Police said all those killed were associated with “communist terrorist groups” and shot officers while they were serving search warrants.
The Philippines police, backed by military forces, killed nine people in a series of raids against suspected communist rebels over the weekend, with officials saying the suspects first opened fire. However, others said the casualties were unarmed activists.
Police said on Monday that all those killed were associated with “communist terrorist groups” and fired at officers while they were serving search warrants. Police said the suspects died while being brought to hospitals.
The police gave at least 24 search warrants for illegal firearms and explosives at several locations in Kavit, Laguna, Batangas and Rizal provinces over the weekend. Police said another six suspects were arrested and nine escaped.
The killings were immediately condemned by leftists and rights groups, who called for an independent investigation into what they described as the execution of legitimate activists under the guise of action on rebels fighting a rebel insurgency for the past five decades. .
Christina Palabe of the rights group Karapatan said many of those killed belonged to political and labor groups, with a couple heading a fisherman’s group seen by police hiding their 10-year-old son under a bed.
National Police Chief General Debold Sinus denied the suspects to be victims of extra-judicial killings.
“, Sinus told reporters,” they were legitimate operations because they were covered by search warrants.
Renato Reyes of the leftist coalition Bayan said the Supreme Court should look into what it said is a shocking pattern of officers providing suspicious or fabricated details about suspected criminals, who then issue warrants .
“A policeman makes a wild charge that you are just in possession of a grenade and a judge will sign a search warrant that could lead to your arrest or death,” Mr. Reyes said in a statement. “This is how bad things have become. Search warrants have been weaponized to go after unarmed activists. ”Ms. Palabe blamed President Rodrigo Duterte, who said military and police personnel were encouraged to commit acts of indecency with their regular television threats to kill insurgents and drug traffickers.

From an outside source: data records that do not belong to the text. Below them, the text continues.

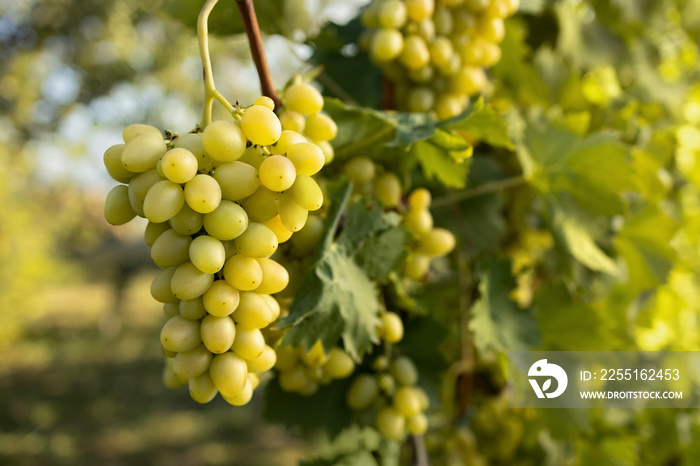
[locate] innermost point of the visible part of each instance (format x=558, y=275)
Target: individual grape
x=207, y=253
x=163, y=201
x=118, y=209
x=217, y=333
x=228, y=221
x=260, y=125
x=203, y=194
x=223, y=141
x=302, y=98
x=179, y=334
x=277, y=173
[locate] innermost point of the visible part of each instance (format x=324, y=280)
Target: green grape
x=293, y=216
x=275, y=277
x=264, y=362
x=160, y=286
x=189, y=282
x=143, y=152
x=277, y=173
x=131, y=131
x=262, y=205
x=229, y=374
x=228, y=221
x=390, y=424
x=302, y=98
x=179, y=165
x=438, y=242
x=170, y=249
x=257, y=241
x=260, y=125
x=320, y=127
x=207, y=254
x=253, y=312
x=243, y=273
x=223, y=141
x=118, y=209
x=179, y=334
x=221, y=299
x=362, y=392
x=238, y=180
x=191, y=363
x=163, y=201
x=217, y=333
x=202, y=389
x=113, y=163
x=192, y=309
x=386, y=45
x=203, y=194
x=249, y=343
x=187, y=221
x=307, y=158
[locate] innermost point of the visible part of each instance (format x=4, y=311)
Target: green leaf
x=497, y=322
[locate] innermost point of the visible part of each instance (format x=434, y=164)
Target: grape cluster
x=218, y=204
x=435, y=51
x=304, y=372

He accused an army officer, Antonio Parlade Jr., who leads military forces in the area where most of the weekend’s raids were falsely accused of linking several activists to armed communist groups. Mr. Parlade has denied such allegations.

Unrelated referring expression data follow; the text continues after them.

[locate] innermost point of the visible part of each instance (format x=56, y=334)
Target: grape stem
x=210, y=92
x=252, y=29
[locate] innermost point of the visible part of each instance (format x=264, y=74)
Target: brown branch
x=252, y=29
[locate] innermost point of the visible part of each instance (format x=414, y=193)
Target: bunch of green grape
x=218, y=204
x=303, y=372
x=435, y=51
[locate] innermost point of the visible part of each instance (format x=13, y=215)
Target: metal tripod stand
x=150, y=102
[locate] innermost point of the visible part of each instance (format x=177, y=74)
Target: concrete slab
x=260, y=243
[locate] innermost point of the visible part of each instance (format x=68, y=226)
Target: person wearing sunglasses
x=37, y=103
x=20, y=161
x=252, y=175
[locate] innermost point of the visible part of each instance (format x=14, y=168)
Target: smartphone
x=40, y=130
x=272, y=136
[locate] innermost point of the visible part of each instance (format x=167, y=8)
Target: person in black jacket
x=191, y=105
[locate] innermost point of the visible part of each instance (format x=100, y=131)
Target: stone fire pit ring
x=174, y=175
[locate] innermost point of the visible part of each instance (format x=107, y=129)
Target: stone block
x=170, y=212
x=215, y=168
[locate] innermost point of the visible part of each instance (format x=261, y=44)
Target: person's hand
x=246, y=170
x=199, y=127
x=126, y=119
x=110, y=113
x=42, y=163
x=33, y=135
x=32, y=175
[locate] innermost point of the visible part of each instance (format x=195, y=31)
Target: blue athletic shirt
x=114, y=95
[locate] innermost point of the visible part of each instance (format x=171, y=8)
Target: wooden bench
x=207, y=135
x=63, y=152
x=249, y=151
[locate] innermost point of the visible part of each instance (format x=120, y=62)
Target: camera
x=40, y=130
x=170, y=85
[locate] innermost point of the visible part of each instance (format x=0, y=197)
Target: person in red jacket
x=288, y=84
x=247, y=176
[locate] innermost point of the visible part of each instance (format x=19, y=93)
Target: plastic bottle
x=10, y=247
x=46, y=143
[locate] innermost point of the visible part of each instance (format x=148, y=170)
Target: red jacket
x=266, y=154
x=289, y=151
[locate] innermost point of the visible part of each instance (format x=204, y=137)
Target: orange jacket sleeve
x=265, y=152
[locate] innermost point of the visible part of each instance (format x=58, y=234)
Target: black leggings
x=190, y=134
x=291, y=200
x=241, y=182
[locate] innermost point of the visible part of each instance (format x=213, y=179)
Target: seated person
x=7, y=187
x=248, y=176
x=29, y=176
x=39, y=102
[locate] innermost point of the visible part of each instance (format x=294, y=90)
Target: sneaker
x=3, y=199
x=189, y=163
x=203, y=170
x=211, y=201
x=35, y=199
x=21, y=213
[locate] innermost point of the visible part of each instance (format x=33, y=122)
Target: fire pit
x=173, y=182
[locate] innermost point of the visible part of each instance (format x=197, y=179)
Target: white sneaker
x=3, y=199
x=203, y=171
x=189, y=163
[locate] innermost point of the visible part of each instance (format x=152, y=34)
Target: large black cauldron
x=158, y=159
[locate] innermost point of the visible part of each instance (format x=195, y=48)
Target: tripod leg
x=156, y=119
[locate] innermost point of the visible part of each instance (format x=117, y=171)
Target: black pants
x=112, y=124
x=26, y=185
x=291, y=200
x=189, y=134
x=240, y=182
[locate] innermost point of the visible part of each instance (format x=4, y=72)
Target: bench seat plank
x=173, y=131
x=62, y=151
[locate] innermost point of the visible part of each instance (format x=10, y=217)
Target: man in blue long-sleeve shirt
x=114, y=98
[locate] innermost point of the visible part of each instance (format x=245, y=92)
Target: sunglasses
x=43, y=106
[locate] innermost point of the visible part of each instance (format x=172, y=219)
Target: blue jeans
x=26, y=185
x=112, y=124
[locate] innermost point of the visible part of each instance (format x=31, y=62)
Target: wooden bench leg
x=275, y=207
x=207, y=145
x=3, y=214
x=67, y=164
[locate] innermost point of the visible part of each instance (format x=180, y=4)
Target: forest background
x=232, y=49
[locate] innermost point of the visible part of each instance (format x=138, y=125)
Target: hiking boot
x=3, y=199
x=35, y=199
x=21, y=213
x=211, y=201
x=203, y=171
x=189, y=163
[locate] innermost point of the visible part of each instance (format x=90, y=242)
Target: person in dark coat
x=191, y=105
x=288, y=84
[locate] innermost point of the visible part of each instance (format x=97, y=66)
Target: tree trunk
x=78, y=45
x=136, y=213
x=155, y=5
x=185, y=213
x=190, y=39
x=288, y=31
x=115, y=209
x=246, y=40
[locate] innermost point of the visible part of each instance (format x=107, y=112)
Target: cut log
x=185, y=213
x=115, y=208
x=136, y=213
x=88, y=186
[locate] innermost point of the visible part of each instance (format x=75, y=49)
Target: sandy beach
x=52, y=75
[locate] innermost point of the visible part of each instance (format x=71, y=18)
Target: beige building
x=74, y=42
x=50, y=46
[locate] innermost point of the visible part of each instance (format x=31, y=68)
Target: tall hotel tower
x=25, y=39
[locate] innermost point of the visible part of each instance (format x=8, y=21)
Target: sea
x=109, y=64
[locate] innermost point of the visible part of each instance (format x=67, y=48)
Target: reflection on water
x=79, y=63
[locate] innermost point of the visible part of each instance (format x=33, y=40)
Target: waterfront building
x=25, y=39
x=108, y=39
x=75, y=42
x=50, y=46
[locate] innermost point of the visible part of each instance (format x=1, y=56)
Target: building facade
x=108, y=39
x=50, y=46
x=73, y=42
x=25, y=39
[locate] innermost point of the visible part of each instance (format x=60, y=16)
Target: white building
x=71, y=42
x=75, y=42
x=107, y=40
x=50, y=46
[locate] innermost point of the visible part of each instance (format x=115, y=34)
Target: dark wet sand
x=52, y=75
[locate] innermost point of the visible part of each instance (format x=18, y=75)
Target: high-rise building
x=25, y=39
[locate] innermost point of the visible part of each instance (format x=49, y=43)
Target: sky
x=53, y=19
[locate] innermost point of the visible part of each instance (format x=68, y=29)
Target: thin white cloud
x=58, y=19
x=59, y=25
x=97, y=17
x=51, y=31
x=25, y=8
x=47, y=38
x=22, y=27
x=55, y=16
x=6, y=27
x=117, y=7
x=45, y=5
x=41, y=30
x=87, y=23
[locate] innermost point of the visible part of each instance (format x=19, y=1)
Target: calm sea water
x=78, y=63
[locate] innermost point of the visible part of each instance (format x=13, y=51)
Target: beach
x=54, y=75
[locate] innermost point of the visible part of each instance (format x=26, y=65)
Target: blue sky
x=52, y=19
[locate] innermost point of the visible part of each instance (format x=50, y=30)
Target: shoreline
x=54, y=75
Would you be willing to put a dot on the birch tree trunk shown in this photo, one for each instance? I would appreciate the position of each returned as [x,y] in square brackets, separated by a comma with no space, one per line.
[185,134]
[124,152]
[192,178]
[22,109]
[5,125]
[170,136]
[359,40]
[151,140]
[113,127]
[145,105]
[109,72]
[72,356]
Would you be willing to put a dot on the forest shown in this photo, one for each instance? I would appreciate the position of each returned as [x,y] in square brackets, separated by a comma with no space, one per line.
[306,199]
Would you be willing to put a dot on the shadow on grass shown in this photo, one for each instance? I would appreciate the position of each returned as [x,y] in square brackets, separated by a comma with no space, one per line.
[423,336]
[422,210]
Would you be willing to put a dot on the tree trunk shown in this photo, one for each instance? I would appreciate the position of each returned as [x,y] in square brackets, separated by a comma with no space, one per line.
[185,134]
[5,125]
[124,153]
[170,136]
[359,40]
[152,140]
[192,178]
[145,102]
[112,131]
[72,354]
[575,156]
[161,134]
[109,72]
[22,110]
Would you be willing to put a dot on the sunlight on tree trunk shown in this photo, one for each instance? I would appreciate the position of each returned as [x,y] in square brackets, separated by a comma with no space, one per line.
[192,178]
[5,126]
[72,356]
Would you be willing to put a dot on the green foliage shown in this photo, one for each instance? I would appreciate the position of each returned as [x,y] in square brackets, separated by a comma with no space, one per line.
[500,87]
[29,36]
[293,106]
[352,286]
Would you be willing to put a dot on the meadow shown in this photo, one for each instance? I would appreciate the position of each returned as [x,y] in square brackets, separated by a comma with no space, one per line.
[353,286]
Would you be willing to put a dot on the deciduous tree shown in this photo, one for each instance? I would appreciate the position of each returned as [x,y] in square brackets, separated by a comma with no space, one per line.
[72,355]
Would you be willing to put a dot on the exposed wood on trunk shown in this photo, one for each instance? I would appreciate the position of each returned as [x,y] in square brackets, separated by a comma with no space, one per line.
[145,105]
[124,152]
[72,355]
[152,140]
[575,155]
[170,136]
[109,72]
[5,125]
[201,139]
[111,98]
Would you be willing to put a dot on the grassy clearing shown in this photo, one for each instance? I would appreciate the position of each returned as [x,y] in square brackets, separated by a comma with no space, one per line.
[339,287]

Last month, Defense Secretary Delphine Lorenzana fired the Deputy Chief of Army Staff for intelligence for publicly issuing an incorrect list of communist guerrillas. Lorenzana said the intelligence chief’s “negligence only reflects an unconstitutional attitude and confusion towards his job.”
The military has intensified its campaign against the New People’s Army guerrillas and Mr. Dutarte, as his supporters, won his six-year presidential run. Mr. Duterte’s term is aimed at ending the military coup, one of the world’s longest races, before the end of June 2022.
Mr Duterte began peace talks after Norway took office in mid-2016 and appointed leftist activist leaders to cabinet posts to promote the talks. But talks broke down after each side accused each other of continuing attacks while efforts were on to end a rural-based insurgency.